THC vs. CBD Extraction: How to Plan for Each Process
While THC and CBD come from the same plant, processing cannabis and processing hemp are two unique cases that require thoughtful consideration in the planning phase to execute each extraction procedure successfully.
The main differing factor between cannabis and hemp extraction is the throughput requirement. Generally speaking, hemp processors will have a much greater processing demand than cannabis processors.
From equipment selection to best practices and safety considerations, here is what to consider when processing cannabis and hemp.
Selecting the Right Equipment
Equipment selection will be dependent on specific goals and will differ marginally for each project.
Processing hemp/CBD requires ethanol-based extraction equipment, such as a centrifuge, as well as supporting solvent recovery equipment, such as a rising/falling film evaporator or a rotary evaporator.
CBD extraction also requires distillation equipment, such as a wiped film distillation unit or a short path apparatus, as well as crystallization equipment, such as a jacketed reactor and temperature control units.
Processing hemp may also require drying ovens and filtration equipment, depending on the desired finished products.
Cannabis/THC extraction is primarily a hydrocarbon-based process that uses a closed-loop system and residual solvent removal, such as vacuum drying ovens.
As with hemp/CBD extraction, processing cannabis requires distillation equipment, as well as post-processing equipment like glassware, a jacketed reactor, or a “diamond mine,” which again depends on the desired finished products.
Each extraction process has similar parameter considerations that must be determined when executing the primary extraction process. The three significant parameters are time, temperature, and pressure.
Time refers to the amount of time that the solvent is allowed to interface with the material. This is commonly referred to as the soak, dwell, or residence time.

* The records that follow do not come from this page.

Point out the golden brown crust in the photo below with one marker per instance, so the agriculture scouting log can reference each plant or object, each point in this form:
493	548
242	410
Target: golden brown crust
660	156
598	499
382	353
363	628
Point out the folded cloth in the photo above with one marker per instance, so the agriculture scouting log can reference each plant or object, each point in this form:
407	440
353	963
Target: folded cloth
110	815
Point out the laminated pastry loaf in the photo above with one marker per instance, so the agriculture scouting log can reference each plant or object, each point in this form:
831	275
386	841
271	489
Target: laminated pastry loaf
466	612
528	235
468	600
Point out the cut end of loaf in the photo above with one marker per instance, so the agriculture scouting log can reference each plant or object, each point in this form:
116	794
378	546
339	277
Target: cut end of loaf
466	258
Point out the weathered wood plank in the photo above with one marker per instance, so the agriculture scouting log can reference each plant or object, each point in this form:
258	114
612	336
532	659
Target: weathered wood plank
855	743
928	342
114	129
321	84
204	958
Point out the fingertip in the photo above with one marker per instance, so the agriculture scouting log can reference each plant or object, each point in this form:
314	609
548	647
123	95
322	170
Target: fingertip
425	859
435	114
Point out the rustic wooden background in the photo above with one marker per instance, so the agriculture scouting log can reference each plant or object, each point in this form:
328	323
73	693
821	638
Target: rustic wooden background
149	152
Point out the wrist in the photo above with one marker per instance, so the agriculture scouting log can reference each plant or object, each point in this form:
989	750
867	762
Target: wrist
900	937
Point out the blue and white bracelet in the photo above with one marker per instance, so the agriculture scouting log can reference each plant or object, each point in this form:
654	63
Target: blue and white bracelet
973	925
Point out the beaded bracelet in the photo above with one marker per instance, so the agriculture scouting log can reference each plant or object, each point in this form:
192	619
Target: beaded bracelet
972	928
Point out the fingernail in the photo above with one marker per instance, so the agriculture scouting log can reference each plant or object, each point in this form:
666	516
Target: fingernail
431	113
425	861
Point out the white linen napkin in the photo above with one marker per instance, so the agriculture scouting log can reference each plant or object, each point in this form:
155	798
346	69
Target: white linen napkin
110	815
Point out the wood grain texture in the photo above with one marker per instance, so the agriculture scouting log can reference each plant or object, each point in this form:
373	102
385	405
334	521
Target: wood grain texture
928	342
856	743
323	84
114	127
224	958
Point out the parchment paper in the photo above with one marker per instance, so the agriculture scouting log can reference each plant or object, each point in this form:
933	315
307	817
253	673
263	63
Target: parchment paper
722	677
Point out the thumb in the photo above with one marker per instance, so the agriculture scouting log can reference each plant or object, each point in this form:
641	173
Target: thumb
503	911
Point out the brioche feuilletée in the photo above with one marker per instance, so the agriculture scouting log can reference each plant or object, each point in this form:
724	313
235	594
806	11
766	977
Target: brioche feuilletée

Temperature refers to the temperature of the primary extraction solvent as it interfaces with the material. The material temperature is also essential, and the material should ideally be stored and prepared at a similar temperature to the extraction solvent to reduce the overall delta between the two inputs.
Pressure refers to the pressure acting on both the material and the solvent during the primary extraction phase. This can relate to the vapor pressure of the solvents of choice or, in some cases, an inert gas like nitrogen may be used to increase vessel pressure if desired.
Each of these three variables can be manipulated to achieve a desired outcome. Skilled operators can gauge which parameters need to be adjusted to meet their goals on the fly, based on the output quality.
Input quality is the single largest variable when it comes to output quality. The quality of your starting material will determine the theoretical maximum quality of your finished products in most cases.
In instances of compound isolation or refinement via distillation, this has less merit. However, when creating full-spectrum hemp products or live resin cannabis concentrates, input material quality plays the most considerable role of any single parameter when determining the quality of the finished product.
Safety & Compliance Considerations
The safety and compliance considerations that must be taken into account vary dramatically from solvent to solvent, which is one of the reasons that ethanol is preferred for large-scale processing operations in favor of hydrocarbon-based primary extraction systems.
Solvent volatility, flammability, operational pressure, maximum allowable storage quantities, and operating environment classifications all need to be carefully considered during the design and equipment selection phase of any compliant extraction lab project, regardless of scale or primary extraction method.